Vulnerability Risk Management
- Open Platform Communications (OPC) standards are a wondrous thing, allowing products across many industries to interact and exchange data efficiently. But is security a priority? When commercial vendors all along a supply chain start making their own customizations to the common legacy protocol, well, security isn’t so secure anymore.
- Find an active-directory certificate vulnerability? Good luck getting it patched. These configuration-related instances are flaws that larger organizations might be hesitant to acknowledge. Check out this (extremely long, but informative) whitepaper on the subject — and the accompanying blog — from SpecterOps.
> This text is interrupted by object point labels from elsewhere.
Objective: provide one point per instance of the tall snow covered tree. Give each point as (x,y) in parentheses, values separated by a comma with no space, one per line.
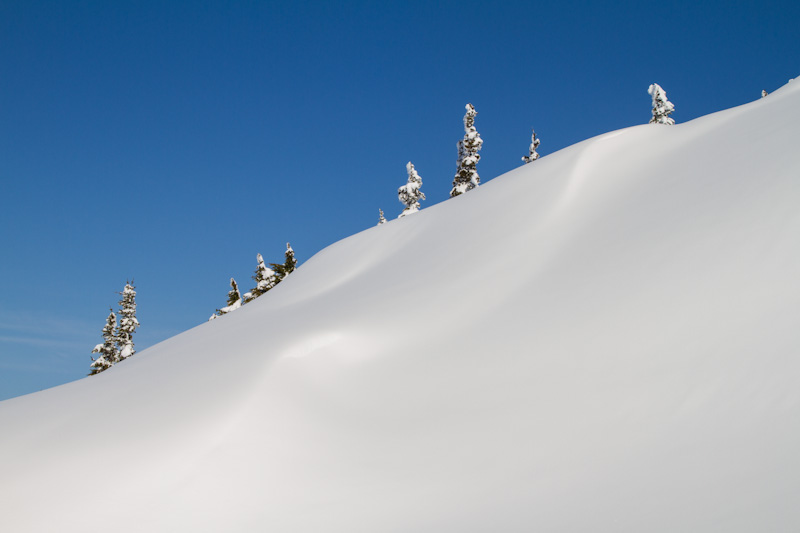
(662,108)
(127,321)
(265,279)
(109,354)
(234,301)
(467,177)
(532,155)
(410,193)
- Printer vulnerabilities aren’t paper-thin. Windows Printer Spooler can offer up an attack surface that leads to an instance like the PrintDemon incident. Some of the larger vulnerabilities see attackers and exploit authors leveraging printer path names.
Research and Policy
- Let’s talk lasers — specifically, how attackers can use them to exploit vulnerabilities in hardware like bitcoin wallets. One would hope that the key material they’re storing in that wallet is secure. However, with a laser you can “look through” a silicon chip to confuse the CPU and bypass security checks.
- Wondering how future information wars will be fought? By bots. Advanced bots, that is — those that leverage Generative Pre-Trained Transformer (GPT) language models like GPT-3. With this powerful tool, a small group of people could generate misinformation at scale, quickly spinning up thousands of fake social accounts creating individual posts that sound like actual human language. That’s scary.
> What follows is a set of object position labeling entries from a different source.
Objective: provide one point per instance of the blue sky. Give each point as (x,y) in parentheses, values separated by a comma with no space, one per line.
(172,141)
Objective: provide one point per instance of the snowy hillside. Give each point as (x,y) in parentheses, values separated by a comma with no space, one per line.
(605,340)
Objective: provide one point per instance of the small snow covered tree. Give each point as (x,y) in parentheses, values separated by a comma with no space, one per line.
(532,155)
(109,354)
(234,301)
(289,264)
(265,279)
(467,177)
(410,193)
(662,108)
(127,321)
- As far as we know, AI cannot yet be arrested. However, threat actors can still run afoul of digital crime laws like the Computer Fraud and Abuse Act (CFAA) when they employ adversarial machine learning. This “poisoned data” results in systems learning things they shouldn’t. Current federal and state computer-crime laws need to reflect these more sophisticated AI attack methods so that, you know, the machines don’t win.